Moreover, the limited performance of the original C3 module on small targets—especially evident in the DOTA dataset—was improved by embedding Swin Transformer blocks, which expand the receptive field and reduce the likelihood of missed or incorrect detections. With all modules incorporated, the proposed model achieves a 2.8% performance gain over the baseline on the DOTA dataset. Additionally, the model demonstrates strong generalization capability, achieving a 1.5% mAP improvement on the DIOR dataset. The ablation studies further validate the individual and collective contributions of each component, confirming their effectiveness in enhancing overall detection performance.

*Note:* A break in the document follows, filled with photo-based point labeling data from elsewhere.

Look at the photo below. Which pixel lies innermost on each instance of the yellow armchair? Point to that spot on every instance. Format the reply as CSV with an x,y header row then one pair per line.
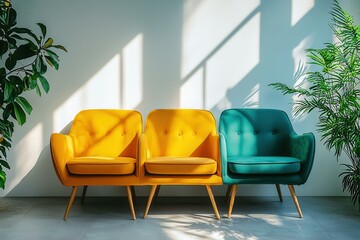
x,y
101,149
180,147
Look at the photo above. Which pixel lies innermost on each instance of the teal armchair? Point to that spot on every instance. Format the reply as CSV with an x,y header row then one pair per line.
x,y
260,146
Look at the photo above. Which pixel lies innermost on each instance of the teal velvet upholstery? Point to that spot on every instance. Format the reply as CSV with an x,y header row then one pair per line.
x,y
260,146
264,165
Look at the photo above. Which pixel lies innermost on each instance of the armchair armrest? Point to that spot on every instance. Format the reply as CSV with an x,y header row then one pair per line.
x,y
215,151
303,147
62,150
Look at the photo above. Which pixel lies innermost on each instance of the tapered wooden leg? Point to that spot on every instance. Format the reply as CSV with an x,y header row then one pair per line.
x,y
293,195
156,193
133,193
232,199
278,189
151,196
83,194
212,199
228,192
72,197
129,192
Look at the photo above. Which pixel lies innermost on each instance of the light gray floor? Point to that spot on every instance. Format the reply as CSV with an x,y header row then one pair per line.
x,y
179,218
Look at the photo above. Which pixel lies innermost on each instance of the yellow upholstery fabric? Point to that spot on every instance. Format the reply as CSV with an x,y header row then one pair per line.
x,y
180,146
96,136
101,165
181,165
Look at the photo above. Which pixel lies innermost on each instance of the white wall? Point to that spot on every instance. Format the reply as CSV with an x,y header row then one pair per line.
x,y
168,54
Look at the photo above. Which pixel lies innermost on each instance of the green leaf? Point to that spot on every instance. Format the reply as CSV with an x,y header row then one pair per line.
x,y
8,90
5,164
48,42
52,55
2,179
38,91
19,114
10,62
38,64
4,46
52,62
44,83
43,29
24,104
2,73
59,47
24,51
7,111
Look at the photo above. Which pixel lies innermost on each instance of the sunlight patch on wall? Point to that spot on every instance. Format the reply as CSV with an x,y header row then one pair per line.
x,y
233,62
192,91
101,91
299,8
26,152
132,73
206,24
252,100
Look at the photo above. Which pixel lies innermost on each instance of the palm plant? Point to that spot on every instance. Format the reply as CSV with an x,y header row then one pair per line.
x,y
333,90
25,58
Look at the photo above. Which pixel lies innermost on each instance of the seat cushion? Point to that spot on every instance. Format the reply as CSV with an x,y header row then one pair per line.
x,y
264,165
181,166
101,165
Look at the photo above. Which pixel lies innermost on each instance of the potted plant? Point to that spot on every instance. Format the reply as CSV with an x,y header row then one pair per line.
x,y
25,58
333,90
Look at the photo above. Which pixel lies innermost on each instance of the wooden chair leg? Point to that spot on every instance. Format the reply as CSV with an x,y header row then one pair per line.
x,y
228,192
212,199
278,189
129,192
83,194
156,193
293,195
72,197
151,196
232,199
133,193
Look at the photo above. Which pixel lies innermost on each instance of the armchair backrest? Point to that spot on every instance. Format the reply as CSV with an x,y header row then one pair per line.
x,y
256,132
180,132
106,133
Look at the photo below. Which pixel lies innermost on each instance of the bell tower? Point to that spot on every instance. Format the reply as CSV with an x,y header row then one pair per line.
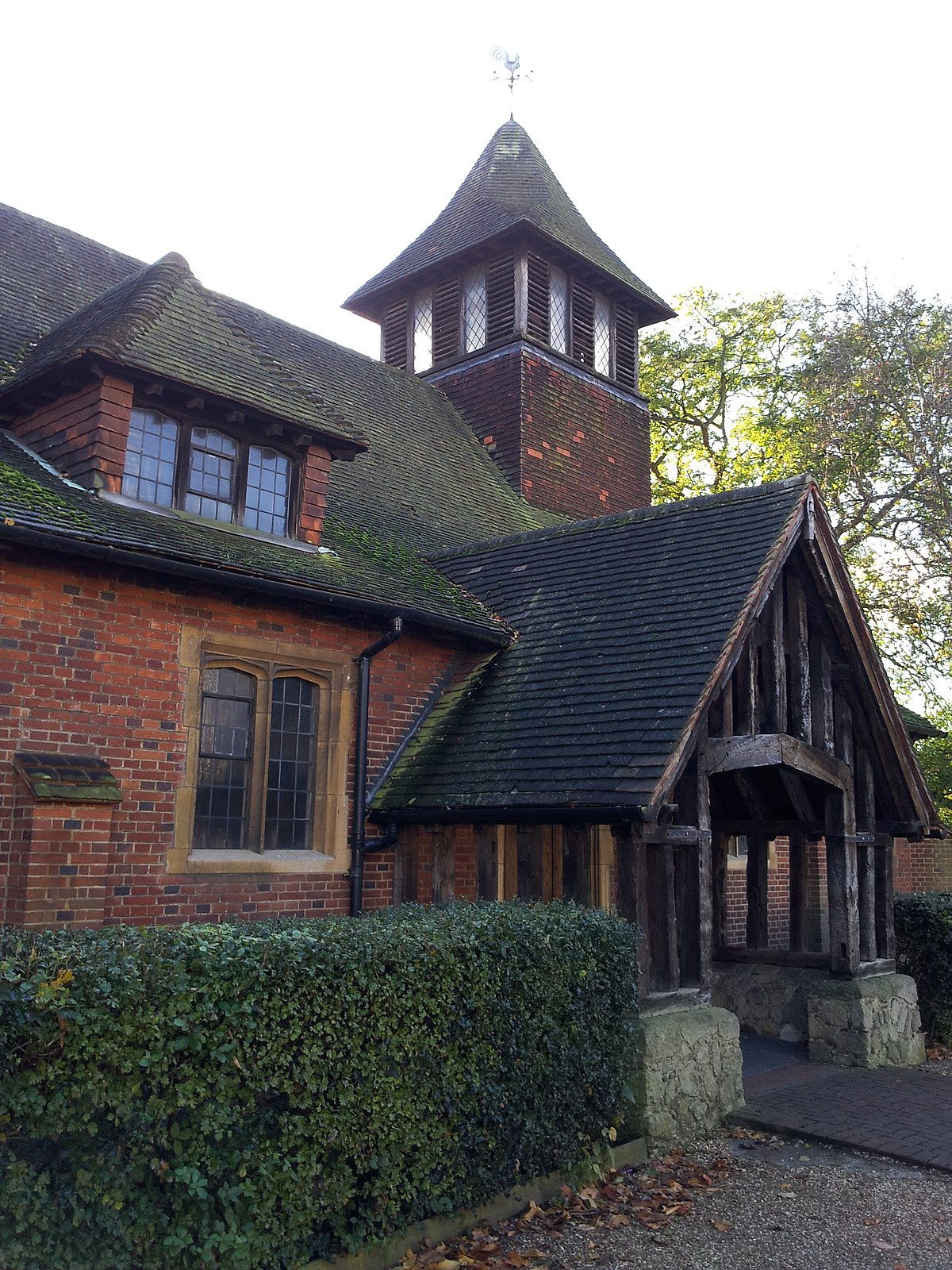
x,y
514,308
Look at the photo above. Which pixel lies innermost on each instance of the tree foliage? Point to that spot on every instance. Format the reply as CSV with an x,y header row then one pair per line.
x,y
857,391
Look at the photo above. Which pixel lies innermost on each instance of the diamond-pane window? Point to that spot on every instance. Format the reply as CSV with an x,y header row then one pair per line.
x,y
211,475
150,459
559,310
423,333
290,800
267,491
474,310
602,332
224,759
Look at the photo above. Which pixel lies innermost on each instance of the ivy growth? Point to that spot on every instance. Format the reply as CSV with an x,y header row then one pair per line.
x,y
254,1096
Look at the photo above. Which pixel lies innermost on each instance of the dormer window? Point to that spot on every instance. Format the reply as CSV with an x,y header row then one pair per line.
x,y
207,473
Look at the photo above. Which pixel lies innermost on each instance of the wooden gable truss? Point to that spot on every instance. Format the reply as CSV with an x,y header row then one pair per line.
x,y
797,736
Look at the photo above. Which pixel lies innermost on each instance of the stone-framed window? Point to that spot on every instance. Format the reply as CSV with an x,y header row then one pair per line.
x,y
266,762
171,463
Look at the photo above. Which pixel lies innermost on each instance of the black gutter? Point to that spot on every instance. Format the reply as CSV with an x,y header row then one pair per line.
x,y
607,813
359,844
222,575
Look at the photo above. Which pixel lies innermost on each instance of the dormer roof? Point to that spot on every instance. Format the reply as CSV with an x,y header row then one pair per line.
x,y
509,187
162,321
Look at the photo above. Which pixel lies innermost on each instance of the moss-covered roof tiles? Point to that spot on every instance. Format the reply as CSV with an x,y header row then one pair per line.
x,y
162,321
509,186
620,622
361,568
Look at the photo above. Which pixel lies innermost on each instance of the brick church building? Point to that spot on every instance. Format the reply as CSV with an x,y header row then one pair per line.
x,y
287,630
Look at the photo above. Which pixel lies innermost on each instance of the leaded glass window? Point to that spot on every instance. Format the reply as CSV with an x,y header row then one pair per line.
x,y
423,333
474,310
224,759
559,310
211,475
267,491
257,761
602,334
150,459
290,798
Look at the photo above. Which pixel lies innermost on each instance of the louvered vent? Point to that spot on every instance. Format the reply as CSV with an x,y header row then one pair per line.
x,y
626,347
395,336
537,323
501,298
446,321
583,324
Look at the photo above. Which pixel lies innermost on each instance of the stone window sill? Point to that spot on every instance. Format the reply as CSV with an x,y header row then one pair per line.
x,y
253,863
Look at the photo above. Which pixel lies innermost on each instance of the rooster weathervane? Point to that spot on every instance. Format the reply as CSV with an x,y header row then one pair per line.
x,y
512,67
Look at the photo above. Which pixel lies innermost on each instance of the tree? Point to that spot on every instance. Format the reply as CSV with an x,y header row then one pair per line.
x,y
720,391
858,393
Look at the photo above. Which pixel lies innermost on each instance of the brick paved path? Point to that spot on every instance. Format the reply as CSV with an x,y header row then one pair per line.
x,y
895,1111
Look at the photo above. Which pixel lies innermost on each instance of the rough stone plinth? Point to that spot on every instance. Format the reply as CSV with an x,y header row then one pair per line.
x,y
768,1000
687,1072
866,1022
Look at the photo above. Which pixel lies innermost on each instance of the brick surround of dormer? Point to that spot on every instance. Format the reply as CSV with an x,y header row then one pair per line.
x,y
315,476
83,433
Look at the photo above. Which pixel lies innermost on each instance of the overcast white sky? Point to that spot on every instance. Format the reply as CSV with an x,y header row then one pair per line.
x,y
291,150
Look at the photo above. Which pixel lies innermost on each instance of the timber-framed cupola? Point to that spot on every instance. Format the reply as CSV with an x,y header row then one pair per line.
x,y
511,256
516,309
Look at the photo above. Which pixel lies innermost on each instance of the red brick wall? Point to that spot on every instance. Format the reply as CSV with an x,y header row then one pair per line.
x,y
89,664
585,448
922,865
84,435
562,438
489,397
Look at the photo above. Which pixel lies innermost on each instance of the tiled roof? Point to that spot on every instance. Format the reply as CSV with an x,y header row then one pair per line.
x,y
48,273
35,498
620,624
425,480
162,321
509,186
918,725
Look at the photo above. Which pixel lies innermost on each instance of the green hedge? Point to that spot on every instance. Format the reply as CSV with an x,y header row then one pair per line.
x,y
253,1096
924,950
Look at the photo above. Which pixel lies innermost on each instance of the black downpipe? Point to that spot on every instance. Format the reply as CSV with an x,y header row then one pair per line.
x,y
359,844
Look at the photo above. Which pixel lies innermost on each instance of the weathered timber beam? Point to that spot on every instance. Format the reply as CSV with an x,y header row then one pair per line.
x,y
772,956
776,667
799,645
772,829
797,791
631,859
774,749
866,855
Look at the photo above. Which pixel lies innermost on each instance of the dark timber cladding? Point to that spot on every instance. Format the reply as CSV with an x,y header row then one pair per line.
x,y
752,708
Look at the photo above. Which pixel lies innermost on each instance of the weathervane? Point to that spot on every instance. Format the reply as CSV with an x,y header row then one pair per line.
x,y
512,65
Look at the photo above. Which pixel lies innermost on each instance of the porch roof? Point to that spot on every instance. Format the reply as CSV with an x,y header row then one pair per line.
x,y
621,622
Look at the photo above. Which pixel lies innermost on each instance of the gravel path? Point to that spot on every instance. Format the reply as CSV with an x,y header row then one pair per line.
x,y
785,1204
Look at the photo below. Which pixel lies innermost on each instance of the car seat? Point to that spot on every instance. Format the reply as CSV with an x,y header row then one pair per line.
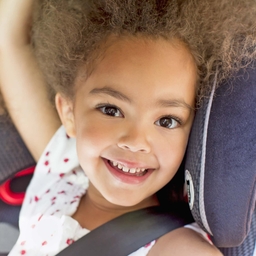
x,y
16,168
221,165
220,168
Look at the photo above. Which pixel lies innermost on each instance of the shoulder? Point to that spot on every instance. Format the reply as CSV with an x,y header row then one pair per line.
x,y
184,242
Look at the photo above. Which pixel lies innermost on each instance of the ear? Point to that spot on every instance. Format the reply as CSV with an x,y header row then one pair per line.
x,y
65,109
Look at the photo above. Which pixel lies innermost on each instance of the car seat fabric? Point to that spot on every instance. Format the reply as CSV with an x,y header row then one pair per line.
x,y
221,164
14,157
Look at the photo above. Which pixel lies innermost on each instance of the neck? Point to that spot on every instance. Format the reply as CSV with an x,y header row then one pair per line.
x,y
94,210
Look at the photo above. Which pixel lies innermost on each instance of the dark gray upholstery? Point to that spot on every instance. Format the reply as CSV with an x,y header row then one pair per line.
x,y
221,163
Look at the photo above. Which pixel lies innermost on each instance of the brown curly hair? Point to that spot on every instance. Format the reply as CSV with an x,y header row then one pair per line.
x,y
221,34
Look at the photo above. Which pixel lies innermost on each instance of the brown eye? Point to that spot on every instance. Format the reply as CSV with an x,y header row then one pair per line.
x,y
111,111
167,122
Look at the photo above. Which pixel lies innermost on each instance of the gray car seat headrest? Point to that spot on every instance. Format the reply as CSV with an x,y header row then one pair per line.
x,y
14,155
221,163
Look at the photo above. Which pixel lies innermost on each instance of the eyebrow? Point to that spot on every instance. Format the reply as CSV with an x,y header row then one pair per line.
x,y
120,96
174,103
110,91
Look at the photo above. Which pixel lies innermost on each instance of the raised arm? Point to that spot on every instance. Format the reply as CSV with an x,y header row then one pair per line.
x,y
21,82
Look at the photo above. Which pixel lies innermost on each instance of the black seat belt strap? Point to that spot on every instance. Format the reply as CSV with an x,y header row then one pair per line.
x,y
126,234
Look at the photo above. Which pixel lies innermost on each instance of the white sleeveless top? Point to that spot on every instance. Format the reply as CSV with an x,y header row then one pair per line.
x,y
53,196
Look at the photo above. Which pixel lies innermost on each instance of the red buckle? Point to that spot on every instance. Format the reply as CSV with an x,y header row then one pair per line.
x,y
9,196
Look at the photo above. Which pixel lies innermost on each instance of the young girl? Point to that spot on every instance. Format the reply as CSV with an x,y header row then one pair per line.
x,y
127,77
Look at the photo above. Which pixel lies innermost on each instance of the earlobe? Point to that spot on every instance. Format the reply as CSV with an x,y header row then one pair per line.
x,y
65,109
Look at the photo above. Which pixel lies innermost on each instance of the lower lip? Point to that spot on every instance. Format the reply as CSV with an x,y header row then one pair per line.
x,y
126,177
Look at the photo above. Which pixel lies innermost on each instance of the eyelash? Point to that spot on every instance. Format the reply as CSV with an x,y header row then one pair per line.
x,y
102,109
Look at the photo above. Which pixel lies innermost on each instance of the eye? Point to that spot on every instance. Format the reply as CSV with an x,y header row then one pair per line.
x,y
167,122
110,111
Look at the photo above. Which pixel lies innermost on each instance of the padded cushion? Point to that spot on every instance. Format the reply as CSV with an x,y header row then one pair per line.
x,y
221,161
14,155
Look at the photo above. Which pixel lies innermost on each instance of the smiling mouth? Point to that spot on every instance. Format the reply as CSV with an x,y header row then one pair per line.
x,y
129,171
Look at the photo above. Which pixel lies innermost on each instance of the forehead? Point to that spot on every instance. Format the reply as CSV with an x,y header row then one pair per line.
x,y
157,65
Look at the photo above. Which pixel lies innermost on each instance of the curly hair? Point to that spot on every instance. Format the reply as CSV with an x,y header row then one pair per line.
x,y
221,34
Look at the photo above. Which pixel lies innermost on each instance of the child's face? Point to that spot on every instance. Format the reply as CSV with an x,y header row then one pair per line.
x,y
132,117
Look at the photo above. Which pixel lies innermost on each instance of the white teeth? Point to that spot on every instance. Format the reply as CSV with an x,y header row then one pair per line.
x,y
132,170
126,169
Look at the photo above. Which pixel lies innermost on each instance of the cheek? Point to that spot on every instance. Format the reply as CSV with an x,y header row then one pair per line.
x,y
171,152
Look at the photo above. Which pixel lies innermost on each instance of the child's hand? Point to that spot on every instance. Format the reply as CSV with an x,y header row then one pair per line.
x,y
21,81
15,21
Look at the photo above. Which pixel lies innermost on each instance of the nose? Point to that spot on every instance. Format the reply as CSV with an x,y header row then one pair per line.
x,y
135,140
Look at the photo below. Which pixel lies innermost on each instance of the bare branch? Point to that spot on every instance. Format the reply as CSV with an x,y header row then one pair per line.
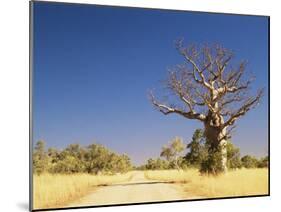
x,y
250,103
168,109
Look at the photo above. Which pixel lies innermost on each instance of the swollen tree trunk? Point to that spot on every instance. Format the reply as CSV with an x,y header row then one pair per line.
x,y
217,143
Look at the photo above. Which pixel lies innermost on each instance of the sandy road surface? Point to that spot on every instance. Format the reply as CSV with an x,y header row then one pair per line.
x,y
138,189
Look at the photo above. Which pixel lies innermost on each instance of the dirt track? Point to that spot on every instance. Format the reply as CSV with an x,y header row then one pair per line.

Although the proposed method demonstrates notable improvements in remote sensing image object detection, several limitations remain. For example, relying on horizontal bounding boxes adversely affects the detection of overlapping objects, resulting in missed or incorrect detections. As illustrated in Fig. 11, noticeable deviations can be observed between the predicted bounding boxes and the ground truth labels. This discrepancy may be attributed to visual similarity in object colors and the loss of discriminative features caused by downsampling in FEDNet. Future research will focus on addressing such limitations by improving model design to better distinguish overlapping and visually similar objects.

Fig. 11
figure 11

Fault case analysis.

The performance gains of the proposed remote sensing object detector are primarily achieved at the expense of increased training time, higher GFLOPs, and a larger number of model parameters. This increase in computational complexity is largely due to the incorporation of SPDConv and Swin Transformer modules within FEDNet. Future work will focus on enhancing model performance while maintaining a balance between lightweight design and detection accuracy, enabling deployment in real-time remote sensing detection systems.